Hadid suresi:
10- Size ne oluyor ki, Allah yolunda infak etmiyorsunuz? Oysa göklerin ve yerin mirası Allah\’ındır. İçinizden, fetihten önce infak eden ve savaşanlar (başkasıyla) bir olmaz. İşte onlar, derece olarak sonradan infak eden ve savaşanlardan daha büyüktür. Allah, her birine en güzel olanı vadetmiştir. Allah, yaptıklarınızdan haberdardır.
11-Kim Allah’a güzel bir borç verecek ki, Allah da onu kendisine kat kat ödesin. Ona çok değerli bir mükafat da vardır.
Güzel borç ile, insanların birbirine yüzünü ekşitmeden, gönülden isteyerek borç vermesi, sıkıntısını gidermesi ve vadesi geldiğinde borçluyu sıkıştırmadan beklenmesi, eğer borçlu ödemekte çok zorlanıyorsa imkan varsa borcun hibe edilmesi kastedilmektedir.

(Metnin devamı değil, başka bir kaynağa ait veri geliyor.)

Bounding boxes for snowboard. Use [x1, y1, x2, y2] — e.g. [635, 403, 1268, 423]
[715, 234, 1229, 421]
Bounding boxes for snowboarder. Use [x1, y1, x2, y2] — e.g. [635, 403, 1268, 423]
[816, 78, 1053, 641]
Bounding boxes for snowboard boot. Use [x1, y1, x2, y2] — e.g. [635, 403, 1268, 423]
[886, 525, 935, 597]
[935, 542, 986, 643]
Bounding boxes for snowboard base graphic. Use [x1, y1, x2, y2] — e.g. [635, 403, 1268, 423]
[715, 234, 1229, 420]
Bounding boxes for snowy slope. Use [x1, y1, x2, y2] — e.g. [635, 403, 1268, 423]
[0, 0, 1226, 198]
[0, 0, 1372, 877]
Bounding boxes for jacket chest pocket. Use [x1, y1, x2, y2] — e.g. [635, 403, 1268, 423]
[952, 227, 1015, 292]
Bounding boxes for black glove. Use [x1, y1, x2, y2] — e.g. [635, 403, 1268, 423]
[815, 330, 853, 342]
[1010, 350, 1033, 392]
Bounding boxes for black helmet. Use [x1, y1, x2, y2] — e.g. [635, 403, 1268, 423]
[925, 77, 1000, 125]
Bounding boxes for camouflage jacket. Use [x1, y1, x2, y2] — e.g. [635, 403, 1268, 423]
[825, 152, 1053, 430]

Farklı bir açıdan bakarsak, Rabbimiz ahiret için dünya nimetlerinden vazgeçmekte zorlananlar ve karşılığında alacakları nimetler konusunda şüphede olanlar için bu mahrumiyetinizi bana borç olarak verin de demektedir. İnfaka bir ticaret olarak bakıyorsanız en azından verdiğinizin aynısını almayı garanti etmiş olursunuz. Bu iman eden biri için biraz utandırıcı bir durumdur. Zaten bize sahip olduğunuz her şeyi veren birine yeri geldiğinde verdiklerinden bir kısmını bile hibe etmiyoruz da borç olarak veriyoruz. Kaldı ki vermek infak verene fayda sağlamaktadır. Gönlünü dünya malına olan sevgiden kurtaracak ve rahmetle dolmasına vesile olacaktır yani Allah onu kendisine kat kat ödeyecektir. \”Ona çok değerli bir mükafat da vardır.\” sözü bu borcun bire bir değil kat kat fazlasıyla geri ödeneceğini belirmektedir. Hatta ayette mükafatın detayının verilmemiş olması, açıklansa da anlamayacağımız, henüz tatmadığımız çok değerli bir mükafat olacağı anlamını taşıyor.